Женя пересел в рабочее кресло, к письменному столу, а я устроился на мягком диване, прихватив с собой сборник Вольтской. В комнате было тихо, только иногда с облупленного потолка то в одном, то в другом месте беззвучно срывались и с сухим шорохом падали на пол хлопья штукатурки. Я начал читать стихи Вольтской, пытаясь понять их смысл, но смысл от меня ускользал. Постепенно веки мои стали тяжелыми, и я, сидя, погрузился в глубокий сон. Не знаю, сколько времени я спал, а когда проснулся, вся комната была щедро залита солнечным светом. Я быстро вскочил на ноги.
— Женя! — воскликнул я. — Посмотри какое на улице солнце! Зачем мы сидим в «Норе»? Пойдем скорей гулять!
— Проснулся, Сашенька? — ласково улыбаясь, спросил поэт. — Посидим еще. Куда торопиться? Успеем. Хочешь, я приготовлю чай?
— Какой чай, Женя? Давай выйдем на Невский! Там должно быть сейчас очень хорошо! Мы пойдем по нашей любимой, левой стороне к площади Восстания. А потом сядем в какое-нибудь кафе на улице, попьем кофейку. Я закажу тебе десерт. Ты любишь «Тирамису»?
— Нет, я предпочитаю чизкейк.
— Хорошо, чизкейк. Только пойдем уже сейчас. Какой хороший день! В такой день нас, возможно, ожидают чудесные встречи!
— Какие еще встречи, Саша? — откликнулся раздраженно поэт.

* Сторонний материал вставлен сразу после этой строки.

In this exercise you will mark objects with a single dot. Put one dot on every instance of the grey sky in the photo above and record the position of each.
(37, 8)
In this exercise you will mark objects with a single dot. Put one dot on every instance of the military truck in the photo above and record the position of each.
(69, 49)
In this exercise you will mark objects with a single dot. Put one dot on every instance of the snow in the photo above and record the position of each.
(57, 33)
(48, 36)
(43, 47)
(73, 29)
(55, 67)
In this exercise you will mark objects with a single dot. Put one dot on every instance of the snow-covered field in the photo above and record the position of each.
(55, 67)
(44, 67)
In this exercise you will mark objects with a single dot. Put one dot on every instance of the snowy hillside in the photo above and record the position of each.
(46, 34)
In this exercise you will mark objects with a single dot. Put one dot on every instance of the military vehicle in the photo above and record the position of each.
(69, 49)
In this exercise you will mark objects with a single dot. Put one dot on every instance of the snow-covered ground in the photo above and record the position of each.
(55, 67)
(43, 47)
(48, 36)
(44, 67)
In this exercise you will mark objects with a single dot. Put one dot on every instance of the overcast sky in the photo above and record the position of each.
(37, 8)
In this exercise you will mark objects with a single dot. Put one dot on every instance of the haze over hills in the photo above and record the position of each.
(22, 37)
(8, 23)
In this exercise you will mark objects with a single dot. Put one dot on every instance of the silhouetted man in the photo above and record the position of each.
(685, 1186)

— Самые обыкновенные, Женя, чудесные встречи! Вот представь: мы сидим в кафе, и тут входят две молодые, симпатичные девушки. Они сядут за соседний столик, посмотрят на нас и приветливо улыбнутся. И вот совпадение — одна из этих девушек будет очень похожа на Олю Хохлову, а другая…
— На Любочку Лебедеву?
— Женечка! Как ты все хорошо понимаешь! А на кого ж еще? Слушай дальше, — увлеченно продолжал я, — мы с ними заговорим, познакомимся, сядем рядом и угостим их мороженым. А потом почитаем им стихи. Ты свои, а я Есенина… Блока…
Вдруг Женя развернулся на кресле и в упор посмотрел на меня каким-то странным, отрешенным взглядом, потом повернулся обратно к компьютеру, спина его напряглась, голова склонилась ближе к экрану, и он стал что-то быстро печатать, сильно ударяя пальцами по клавиатуре. Затем, закончив печатать, он достал из ящика письменного стола чистый лист бумаги, и стал на нем что-то писать, иногда поглядывая на экран. Сложив лист вчетверо, поэт решительно встал и шагнул ко мне.

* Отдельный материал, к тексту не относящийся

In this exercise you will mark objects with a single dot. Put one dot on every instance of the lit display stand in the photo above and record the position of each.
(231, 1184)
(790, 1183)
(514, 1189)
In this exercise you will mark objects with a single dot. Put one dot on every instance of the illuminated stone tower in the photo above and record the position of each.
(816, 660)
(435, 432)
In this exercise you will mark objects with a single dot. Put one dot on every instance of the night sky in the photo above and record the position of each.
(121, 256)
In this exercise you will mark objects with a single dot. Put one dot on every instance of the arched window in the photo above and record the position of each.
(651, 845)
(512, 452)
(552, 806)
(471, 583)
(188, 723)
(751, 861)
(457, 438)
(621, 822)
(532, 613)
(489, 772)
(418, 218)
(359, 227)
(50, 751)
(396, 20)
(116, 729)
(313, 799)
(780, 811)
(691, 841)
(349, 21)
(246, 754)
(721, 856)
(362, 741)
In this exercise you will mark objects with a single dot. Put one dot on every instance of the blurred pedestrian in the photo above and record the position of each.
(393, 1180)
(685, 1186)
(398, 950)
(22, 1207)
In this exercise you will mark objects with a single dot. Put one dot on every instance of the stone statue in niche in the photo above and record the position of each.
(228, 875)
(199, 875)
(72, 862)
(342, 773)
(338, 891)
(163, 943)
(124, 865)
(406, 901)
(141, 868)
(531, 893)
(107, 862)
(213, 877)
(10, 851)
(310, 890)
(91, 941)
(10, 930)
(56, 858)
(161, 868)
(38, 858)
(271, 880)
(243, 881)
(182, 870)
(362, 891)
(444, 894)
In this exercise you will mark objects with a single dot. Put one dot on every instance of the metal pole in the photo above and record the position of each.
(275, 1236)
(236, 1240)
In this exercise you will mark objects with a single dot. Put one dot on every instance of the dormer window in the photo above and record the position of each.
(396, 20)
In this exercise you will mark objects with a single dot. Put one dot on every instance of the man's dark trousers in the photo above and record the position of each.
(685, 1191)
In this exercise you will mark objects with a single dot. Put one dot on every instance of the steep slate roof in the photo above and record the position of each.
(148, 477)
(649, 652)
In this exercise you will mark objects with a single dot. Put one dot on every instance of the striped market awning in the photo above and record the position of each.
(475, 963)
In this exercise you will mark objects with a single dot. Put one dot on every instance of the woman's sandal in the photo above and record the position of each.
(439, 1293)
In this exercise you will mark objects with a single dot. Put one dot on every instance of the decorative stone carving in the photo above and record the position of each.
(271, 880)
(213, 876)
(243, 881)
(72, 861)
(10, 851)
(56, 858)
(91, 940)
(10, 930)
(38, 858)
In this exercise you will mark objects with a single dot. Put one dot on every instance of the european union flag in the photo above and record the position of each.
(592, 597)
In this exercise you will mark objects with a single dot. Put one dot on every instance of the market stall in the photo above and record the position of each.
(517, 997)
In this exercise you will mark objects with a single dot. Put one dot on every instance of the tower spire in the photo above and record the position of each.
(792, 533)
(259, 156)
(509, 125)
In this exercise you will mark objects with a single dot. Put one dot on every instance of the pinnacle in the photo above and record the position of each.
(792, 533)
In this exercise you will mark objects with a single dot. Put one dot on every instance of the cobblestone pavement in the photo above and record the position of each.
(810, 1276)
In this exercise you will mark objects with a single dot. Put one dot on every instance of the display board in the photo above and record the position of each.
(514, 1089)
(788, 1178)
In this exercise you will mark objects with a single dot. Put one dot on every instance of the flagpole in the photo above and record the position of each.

— Это тебе, Саша, почитай, а я в ванную, лицо умою. Через пять минут мы выходим.
Я развернул лист. На нем крупным размашистым почерком было написано:

Александру Либуркину

Пойдем, пойдем, уже сейчас, уже осталось мало…

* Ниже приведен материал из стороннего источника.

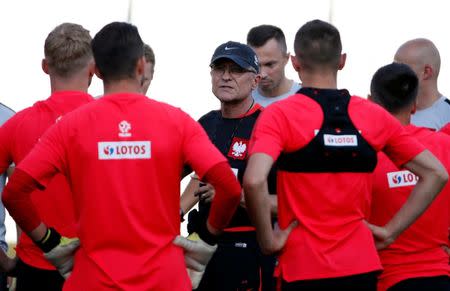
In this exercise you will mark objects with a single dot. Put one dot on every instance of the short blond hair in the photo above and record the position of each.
(68, 49)
(149, 54)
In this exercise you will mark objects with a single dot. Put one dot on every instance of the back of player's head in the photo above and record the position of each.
(260, 35)
(394, 87)
(117, 48)
(67, 49)
(149, 54)
(318, 45)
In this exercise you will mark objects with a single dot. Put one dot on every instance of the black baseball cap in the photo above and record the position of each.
(240, 53)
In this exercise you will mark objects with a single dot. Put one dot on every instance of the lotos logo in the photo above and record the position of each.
(340, 140)
(113, 150)
(401, 179)
(238, 150)
(124, 129)
(108, 150)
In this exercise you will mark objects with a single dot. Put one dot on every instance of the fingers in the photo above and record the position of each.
(291, 227)
(205, 192)
(183, 242)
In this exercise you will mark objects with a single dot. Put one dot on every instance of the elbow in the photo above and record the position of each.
(6, 196)
(252, 182)
(442, 176)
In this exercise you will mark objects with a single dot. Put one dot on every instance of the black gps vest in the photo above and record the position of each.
(338, 146)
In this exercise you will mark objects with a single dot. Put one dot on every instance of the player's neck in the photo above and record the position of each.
(72, 84)
(122, 86)
(403, 117)
(426, 97)
(319, 80)
(235, 110)
(282, 89)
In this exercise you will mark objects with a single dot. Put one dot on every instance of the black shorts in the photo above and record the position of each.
(236, 265)
(439, 283)
(30, 278)
(360, 282)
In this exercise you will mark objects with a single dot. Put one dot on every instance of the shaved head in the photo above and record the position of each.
(419, 53)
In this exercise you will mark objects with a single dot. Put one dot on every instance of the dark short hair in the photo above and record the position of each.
(394, 87)
(318, 44)
(117, 47)
(259, 35)
(149, 54)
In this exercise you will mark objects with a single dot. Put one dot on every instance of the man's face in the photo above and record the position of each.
(230, 82)
(148, 77)
(273, 61)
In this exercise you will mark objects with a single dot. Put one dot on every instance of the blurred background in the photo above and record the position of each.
(184, 34)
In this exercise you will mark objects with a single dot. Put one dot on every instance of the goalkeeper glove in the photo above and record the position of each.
(59, 251)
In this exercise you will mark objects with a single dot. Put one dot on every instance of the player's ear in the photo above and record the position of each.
(44, 65)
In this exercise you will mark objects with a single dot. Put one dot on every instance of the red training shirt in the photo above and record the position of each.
(417, 252)
(17, 137)
(123, 156)
(332, 239)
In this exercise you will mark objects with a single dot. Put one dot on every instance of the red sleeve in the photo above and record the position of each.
(228, 195)
(446, 129)
(199, 152)
(48, 156)
(7, 132)
(267, 136)
(16, 198)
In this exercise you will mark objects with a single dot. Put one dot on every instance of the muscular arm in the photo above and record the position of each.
(257, 198)
(17, 199)
(259, 204)
(188, 199)
(432, 178)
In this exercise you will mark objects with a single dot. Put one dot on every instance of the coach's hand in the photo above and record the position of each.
(381, 235)
(197, 254)
(59, 251)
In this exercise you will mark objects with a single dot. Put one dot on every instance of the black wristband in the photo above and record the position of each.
(205, 235)
(50, 240)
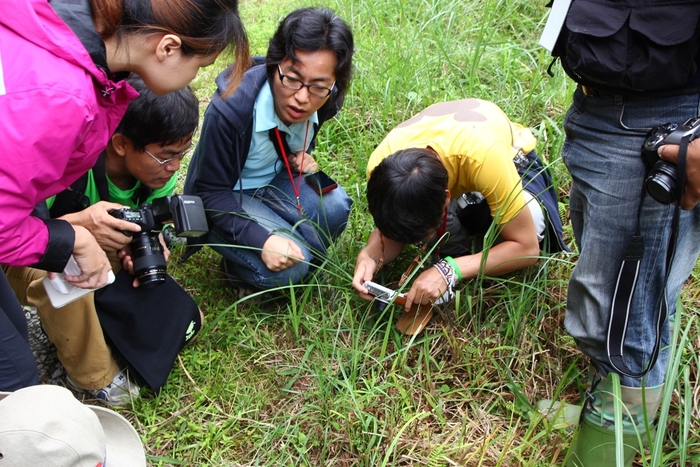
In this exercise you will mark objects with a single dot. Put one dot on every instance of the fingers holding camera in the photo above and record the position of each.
(669, 153)
(428, 287)
(92, 261)
(280, 253)
(364, 271)
(107, 230)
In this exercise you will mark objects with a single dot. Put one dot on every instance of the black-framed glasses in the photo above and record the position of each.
(179, 156)
(296, 84)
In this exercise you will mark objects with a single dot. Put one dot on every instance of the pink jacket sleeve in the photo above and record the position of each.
(40, 132)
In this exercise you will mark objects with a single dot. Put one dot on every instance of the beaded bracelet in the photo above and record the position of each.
(447, 272)
(455, 267)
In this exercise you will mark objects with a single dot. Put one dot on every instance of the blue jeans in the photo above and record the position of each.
(17, 365)
(604, 136)
(274, 207)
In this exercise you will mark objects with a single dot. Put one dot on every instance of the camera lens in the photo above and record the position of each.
(661, 182)
(149, 262)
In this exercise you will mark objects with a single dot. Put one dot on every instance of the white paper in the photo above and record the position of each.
(554, 23)
(61, 292)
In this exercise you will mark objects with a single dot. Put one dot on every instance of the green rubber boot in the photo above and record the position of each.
(595, 447)
(595, 444)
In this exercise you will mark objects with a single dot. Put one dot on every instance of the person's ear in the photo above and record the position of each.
(119, 143)
(168, 46)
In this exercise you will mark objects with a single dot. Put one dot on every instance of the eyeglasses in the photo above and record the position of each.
(179, 156)
(297, 84)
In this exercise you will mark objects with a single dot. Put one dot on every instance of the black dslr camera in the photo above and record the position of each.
(661, 181)
(187, 214)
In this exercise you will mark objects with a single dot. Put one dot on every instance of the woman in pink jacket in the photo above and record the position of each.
(62, 94)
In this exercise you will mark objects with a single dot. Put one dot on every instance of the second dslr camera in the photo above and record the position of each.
(189, 219)
(661, 181)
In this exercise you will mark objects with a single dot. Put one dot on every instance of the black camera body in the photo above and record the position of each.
(187, 214)
(661, 180)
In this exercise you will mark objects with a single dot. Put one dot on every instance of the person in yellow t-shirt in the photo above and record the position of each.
(442, 178)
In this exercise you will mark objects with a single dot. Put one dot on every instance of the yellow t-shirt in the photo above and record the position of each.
(476, 142)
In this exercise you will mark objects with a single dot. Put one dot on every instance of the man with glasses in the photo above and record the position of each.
(252, 168)
(443, 178)
(146, 327)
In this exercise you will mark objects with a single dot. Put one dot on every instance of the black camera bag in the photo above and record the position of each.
(630, 46)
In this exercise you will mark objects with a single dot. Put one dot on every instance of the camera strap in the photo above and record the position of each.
(282, 148)
(627, 281)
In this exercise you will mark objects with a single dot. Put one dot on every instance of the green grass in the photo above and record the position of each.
(322, 378)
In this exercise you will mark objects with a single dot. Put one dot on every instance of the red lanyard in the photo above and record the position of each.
(295, 187)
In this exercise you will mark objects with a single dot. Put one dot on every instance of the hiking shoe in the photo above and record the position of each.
(120, 391)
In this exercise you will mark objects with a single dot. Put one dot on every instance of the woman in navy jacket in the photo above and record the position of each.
(252, 159)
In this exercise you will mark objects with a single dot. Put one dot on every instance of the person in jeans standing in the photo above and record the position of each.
(637, 68)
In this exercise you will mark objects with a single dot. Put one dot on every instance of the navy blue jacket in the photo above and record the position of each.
(222, 151)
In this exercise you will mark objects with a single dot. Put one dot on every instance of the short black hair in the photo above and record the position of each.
(406, 194)
(311, 30)
(159, 119)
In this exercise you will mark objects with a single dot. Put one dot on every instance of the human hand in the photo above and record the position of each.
(91, 259)
(428, 288)
(669, 153)
(295, 161)
(280, 253)
(106, 229)
(365, 267)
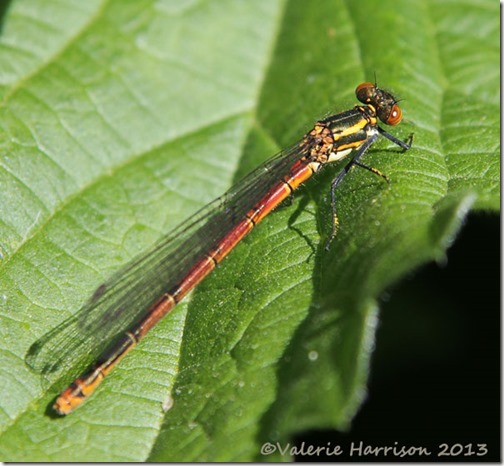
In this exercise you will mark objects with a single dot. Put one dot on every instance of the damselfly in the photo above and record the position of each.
(124, 309)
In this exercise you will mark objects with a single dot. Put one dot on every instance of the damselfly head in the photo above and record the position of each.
(382, 101)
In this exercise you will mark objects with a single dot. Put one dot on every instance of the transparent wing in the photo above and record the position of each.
(123, 300)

Что ожидает в жизни нас? Плевок судьбы в ебало?
Пинок под зад? Удар под дых? Пиздюлина пространства?
Косые взгляды молодых? Цирроз, как синька пьянства?
Нет! Полдень ярко-золотой! Небесные каверны,
В весеннем воздухе застой
И шелест невской скверны.




Левый поворот

Этот день начался крайне неудачно. Утром мне приснилась поэт Аня Голубкова. Во сне она вела себя как-то неестественно. Мы сидели с ней на диване и пили коньяк из маленьких японских чашечек. Я к ней приставал, и она вроде бы не возражала, но в последний момент решительно меня отталкивала: «Нет, нет, нет, Саша! Что ты? Даже и не мечтай! Мы с тобой не подходим друг другу — у тебя слишком большой!». И при этом нагло смеялась в лицо.
Днем я пришел в «Борей», читал рассказы на закрытии выставки издательства «Красный матрос» и пил водку с Мишей Сапего, а вечером решил пойти на презентацию книжки Ромы Осминкина. На выходе из галереи я встретил Володю Бауэра, хорошего поэта, успешного юриста и тонкого знатока психологии женщин бальзаковского возраста. У Володи в рюкзаке всегда есть не меньше литра приличного коньяка, которым он щедро делится с друзьями, соленый арахис, бутылка хорошего виски для каких-то особых случаев, шесть маленьких блестящих стаканчиков в кожаном футляре и две шоколадки «Летний сад».
— Я к Горбуновой на презентацию, — сообщил он, увидев меня.
— Она уже целый час идет, только не здесь, а в «Сарае», — ответил я. — Вообще-то я к Осминкину собирался.
— Пойдем со мной — выпьем. А там определишься!
— Утром Болдуман умер, — сказал я.
— Кто, кто?
— Миша Болдуман, поэт, друг Мякишева.
— Это тот, который из Москвы к нему все время приезжал?
— Он.
— Я его мало знал, — пожал плечами Бауэр.
— Слушай, Володя, я видел, как Миша писал стихи. Это был необыкновенный человек!
— А от чего он умер? От пьянства, что ли? — с беспокойством спросил Володя.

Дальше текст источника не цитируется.